When April’s edge with cruel slips is drawn,
And bettors wake ere dawn to chase the fawn
Of fortune, fickle, fickle as a line
That shifts at news of hamstring or of spine—
Then Buckets rose, a lad of laughing grace,
With memes for swords and parlays in their place.
No match too small, no odds too long for him—
He saw through fog what others deemed too dim.
A llama once did bless his mortal pick,
And since that day, each wager landed slick.
O’er spreads and props, his wisdom spread like fire—
Even Ian bowed, his voice grown hoarse, entire.
“Yon boy is touched,” the bookies cried, afeard,
“For every dart he throws strikes what he ne’er sheared!”
And so they watched, as dreams turned into fact,
As Buckets’ slips rewrote the almanac.
From Iceland’s cup to MLS by night,
Each call divine, each underdog took flight.
Till one dark day, a storm behind his eyes,
Young Buckets sighed, and whispered to the skies:
“If Fate be mine, and Death delayeth still,
Then shall I bet ’gainst mine own mortal will.”
He wagered thus: “I shall not see night’s fall.”

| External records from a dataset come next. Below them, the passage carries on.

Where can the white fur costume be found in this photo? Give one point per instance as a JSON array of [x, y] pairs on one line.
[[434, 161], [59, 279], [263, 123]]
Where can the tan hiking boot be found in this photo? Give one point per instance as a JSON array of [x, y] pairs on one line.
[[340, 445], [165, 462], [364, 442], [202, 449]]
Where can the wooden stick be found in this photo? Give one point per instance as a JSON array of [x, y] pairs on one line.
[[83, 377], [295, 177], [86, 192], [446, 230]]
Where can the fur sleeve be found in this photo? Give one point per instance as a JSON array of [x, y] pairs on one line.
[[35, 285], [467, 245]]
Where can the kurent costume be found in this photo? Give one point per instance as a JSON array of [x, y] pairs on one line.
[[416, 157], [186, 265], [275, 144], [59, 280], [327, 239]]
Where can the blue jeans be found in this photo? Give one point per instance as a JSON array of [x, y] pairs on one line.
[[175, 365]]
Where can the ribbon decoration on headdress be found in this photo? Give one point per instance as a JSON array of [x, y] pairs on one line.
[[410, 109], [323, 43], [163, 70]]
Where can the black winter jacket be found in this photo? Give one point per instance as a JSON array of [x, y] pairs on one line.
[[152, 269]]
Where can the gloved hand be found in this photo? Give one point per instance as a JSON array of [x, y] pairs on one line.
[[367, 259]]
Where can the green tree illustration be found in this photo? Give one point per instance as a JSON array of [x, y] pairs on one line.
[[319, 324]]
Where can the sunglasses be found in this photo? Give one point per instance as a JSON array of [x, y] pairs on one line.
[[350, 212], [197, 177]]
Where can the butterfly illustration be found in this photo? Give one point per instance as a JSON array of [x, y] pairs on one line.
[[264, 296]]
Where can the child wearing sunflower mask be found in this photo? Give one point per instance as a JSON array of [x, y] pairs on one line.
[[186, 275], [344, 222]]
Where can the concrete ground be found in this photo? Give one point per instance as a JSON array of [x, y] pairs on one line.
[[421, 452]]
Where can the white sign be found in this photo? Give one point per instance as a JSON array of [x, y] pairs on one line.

At +900, Ian wept at such gall.
The match began—no pitch, no ball, no crowd—
Just ticking clocks and thunder shouting loud.
He laughed at first, still sipping from his brew,
But noon brought tremors, sky no longer blue.
A door slammed shut; a mirror cracked in two,
The lights went black, the odds became the view.
For Fate, once flattered, now had been defied,
And wagers must be paid, no hope denied.
The final slip, the final line he crossed—
For Buckets bet himself, and thus was lost.
Now Ian speaks in riddles on the air,
Of chalk and rain and something in the stair.
He warns: “Bet not thy breath, nor boast thy might—
For when the spread is life… there is no hedge in sight.”